Pelican Island NWR also provides habitat for the endangered manatee, contains large parcels of Florida’s east coast mangrove forests and salt marshes and is home to some of the healthiest sea grass beds in the Indian River Lagoon. The Archie Carr National Wildlife Refuge, most important sea turtle nesting beaches in the western hemisphere, is co-managed by the Pelican Island Refuge Complex.
Nesting Birds of PINWR
An abundant fish population provides food for the large number of water birds that nest on Pelican Island. Nesting birds include the brown pelican, the great egret, snowy egret, cattle egret, reddish egret, great blue heron, little blue heron, tri-colored heron, black-crowned night heron, wood stork, white ibis, double-crested cormorant, anhinga and American oystercatcher. While nesting activity has been recorded at Pelican Island every month of the year, the principal nesting period extends from February through September and reaches a peak in April and May.
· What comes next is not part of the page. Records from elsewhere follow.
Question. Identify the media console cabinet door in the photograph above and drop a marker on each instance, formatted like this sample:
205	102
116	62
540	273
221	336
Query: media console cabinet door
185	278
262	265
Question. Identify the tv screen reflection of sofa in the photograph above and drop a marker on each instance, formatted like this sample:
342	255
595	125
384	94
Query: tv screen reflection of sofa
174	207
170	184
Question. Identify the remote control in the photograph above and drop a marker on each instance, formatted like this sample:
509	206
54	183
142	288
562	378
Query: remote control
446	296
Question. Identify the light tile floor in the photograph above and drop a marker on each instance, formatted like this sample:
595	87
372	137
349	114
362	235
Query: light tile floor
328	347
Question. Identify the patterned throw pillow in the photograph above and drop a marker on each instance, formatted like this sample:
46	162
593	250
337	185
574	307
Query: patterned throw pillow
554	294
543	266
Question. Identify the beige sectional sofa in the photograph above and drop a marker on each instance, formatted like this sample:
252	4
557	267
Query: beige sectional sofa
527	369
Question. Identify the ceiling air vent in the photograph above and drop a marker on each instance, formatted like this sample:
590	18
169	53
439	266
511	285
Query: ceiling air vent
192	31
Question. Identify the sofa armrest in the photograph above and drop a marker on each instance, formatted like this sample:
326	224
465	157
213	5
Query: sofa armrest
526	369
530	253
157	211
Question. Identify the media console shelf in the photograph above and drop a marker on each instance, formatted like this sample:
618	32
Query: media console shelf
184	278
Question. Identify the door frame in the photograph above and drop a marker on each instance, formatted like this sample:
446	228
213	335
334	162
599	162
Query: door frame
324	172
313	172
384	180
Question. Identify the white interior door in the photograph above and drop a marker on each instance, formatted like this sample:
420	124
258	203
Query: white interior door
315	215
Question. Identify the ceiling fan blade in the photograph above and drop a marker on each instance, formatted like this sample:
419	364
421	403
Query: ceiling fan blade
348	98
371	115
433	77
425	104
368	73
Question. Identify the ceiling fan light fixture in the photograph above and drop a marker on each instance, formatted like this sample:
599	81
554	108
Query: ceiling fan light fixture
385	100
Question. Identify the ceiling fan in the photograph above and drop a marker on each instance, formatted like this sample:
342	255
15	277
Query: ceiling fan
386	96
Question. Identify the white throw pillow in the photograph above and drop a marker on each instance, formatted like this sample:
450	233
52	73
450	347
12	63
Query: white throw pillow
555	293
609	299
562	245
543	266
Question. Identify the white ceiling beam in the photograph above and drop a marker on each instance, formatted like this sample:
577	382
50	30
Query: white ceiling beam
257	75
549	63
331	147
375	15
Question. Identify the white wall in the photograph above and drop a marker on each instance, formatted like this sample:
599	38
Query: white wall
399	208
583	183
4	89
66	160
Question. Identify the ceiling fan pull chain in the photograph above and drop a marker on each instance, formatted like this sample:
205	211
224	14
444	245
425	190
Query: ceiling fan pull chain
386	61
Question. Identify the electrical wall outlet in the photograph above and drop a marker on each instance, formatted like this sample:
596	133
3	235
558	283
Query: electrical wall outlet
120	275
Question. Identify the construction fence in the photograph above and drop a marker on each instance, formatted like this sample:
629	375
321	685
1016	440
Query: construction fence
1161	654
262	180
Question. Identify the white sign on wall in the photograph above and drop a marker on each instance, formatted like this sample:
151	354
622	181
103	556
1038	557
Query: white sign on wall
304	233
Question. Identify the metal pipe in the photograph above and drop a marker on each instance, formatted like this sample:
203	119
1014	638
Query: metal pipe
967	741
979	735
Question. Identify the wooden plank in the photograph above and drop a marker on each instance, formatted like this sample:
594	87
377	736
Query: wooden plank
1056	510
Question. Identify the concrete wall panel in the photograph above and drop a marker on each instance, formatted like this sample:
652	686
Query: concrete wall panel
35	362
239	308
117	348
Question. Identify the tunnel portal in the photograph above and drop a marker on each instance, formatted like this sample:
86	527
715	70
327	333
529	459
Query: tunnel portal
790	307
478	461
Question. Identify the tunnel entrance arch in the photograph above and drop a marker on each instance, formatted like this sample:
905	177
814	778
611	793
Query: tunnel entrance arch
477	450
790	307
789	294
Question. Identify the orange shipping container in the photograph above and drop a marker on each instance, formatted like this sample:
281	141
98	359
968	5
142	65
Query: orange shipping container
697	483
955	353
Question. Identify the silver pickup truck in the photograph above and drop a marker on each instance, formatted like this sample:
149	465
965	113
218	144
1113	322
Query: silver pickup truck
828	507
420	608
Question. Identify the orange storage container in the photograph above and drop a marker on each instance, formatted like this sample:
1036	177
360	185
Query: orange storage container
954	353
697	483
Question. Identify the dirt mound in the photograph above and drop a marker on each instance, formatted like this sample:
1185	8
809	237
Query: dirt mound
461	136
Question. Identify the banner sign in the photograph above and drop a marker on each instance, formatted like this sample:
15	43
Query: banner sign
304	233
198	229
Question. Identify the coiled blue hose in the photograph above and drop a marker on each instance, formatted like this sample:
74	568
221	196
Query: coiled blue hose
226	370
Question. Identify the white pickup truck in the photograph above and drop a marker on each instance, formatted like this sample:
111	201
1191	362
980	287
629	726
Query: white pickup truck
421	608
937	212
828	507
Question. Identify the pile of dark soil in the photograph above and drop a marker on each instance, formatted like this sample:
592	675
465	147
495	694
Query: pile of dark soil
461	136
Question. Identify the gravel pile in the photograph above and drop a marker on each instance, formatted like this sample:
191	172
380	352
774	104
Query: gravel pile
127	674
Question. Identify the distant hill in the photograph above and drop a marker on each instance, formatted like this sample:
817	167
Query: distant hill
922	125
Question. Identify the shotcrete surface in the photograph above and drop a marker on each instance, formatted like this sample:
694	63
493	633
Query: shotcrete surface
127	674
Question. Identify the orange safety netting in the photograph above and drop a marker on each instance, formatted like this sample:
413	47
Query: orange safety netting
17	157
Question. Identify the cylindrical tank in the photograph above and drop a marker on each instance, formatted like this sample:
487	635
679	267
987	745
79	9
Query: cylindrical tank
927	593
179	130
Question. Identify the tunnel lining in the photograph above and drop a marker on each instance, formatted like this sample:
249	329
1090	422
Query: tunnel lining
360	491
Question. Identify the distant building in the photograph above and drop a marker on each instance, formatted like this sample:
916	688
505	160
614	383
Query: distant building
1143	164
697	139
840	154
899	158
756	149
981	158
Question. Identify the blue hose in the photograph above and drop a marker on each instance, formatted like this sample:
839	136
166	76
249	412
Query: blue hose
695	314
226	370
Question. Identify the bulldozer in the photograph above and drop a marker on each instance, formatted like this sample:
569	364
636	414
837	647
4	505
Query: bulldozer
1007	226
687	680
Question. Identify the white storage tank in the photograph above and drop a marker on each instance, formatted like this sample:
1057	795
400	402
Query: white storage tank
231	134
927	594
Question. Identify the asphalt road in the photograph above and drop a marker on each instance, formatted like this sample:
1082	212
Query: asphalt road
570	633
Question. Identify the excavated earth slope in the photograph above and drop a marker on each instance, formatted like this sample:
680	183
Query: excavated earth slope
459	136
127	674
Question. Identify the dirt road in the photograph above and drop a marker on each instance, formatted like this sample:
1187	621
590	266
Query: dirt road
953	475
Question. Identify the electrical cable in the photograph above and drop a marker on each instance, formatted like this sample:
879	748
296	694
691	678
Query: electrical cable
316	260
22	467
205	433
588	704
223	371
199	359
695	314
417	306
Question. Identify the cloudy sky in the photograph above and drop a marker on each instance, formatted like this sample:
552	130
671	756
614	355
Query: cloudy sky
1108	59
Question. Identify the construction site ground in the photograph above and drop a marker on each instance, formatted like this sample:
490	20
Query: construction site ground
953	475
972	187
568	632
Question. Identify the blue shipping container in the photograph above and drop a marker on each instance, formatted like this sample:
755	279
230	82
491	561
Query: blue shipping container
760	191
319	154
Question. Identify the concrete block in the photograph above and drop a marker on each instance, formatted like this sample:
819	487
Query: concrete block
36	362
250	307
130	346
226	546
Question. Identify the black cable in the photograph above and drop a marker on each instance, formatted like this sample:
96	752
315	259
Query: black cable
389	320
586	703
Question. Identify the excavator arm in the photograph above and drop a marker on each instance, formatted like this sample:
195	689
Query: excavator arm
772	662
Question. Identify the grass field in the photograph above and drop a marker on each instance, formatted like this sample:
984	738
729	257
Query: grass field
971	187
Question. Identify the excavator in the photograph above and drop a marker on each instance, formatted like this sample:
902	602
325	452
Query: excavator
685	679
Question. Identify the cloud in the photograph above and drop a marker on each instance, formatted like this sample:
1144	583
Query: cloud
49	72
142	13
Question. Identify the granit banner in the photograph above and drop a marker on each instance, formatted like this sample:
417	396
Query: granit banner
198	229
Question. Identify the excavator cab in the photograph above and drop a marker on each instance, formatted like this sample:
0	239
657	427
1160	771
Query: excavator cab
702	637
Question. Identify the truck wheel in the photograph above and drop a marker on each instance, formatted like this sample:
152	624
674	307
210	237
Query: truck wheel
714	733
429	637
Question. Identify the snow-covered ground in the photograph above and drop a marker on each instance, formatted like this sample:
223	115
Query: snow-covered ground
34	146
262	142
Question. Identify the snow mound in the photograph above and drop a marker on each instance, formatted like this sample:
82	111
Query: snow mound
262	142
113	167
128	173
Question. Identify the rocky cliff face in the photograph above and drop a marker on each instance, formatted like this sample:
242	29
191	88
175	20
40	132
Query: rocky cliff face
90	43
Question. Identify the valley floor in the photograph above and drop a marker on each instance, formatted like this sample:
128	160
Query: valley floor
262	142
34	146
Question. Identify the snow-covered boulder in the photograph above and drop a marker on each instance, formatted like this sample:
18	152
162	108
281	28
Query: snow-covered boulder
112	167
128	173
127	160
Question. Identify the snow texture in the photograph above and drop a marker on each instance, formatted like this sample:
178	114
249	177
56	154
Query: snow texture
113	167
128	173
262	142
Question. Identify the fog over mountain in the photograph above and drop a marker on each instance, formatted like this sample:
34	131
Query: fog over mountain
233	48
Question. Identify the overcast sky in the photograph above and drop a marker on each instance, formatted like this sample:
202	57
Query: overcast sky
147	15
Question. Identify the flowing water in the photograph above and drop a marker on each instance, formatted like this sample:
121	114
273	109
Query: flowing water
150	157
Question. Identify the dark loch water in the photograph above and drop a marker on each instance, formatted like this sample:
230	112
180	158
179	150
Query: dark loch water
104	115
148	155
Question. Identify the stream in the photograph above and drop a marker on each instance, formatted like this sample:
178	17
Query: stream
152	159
Bob Montanaro, a local photographer maintains a website called “Osprey Watch” with comments on, and current photos of osprey nesting within the Refuge. Please visit Osprey Watch to read Bob’s comments and view his pictures of the osprey of Pelican Island NWR. His website also features many other links to osprey information too.
Birdwatching, wildlife photography, and sport fishing are the most popular forms of recreational use associated with the refuge. While public use of the island proper must be held to a minimum to avoid disturbance to the nesting birds, there are opportunities to view and photograph nesting activities from a reasonable distance offshore.
The Birds of Pelican Island
Over 30 species of birds use Pelican Island as a rookery, roost, feeding ground, or loafing area. 16 different species of birds nest on Pelican Island, including the Brown Pelican, Wood Stork, Great Egret, Snowy Egret, Reddish Egret, Cattle Egret, Great Blue Heron, Little Blue Heron, Tricolored Heron, Green-backed Heron, Black-crowned Night Heron, Double-crested cormorant, Anhinga, White Ibis, American oystercatcher, Common moorhen.
Wintering birds include the White pelican, double-crested cormorant, Roseate Spoonbill, Blue- wing teal, Lesser scaup, Red-breasted merganser, Ring-billed gull, Forster’s tern, and Common Loon.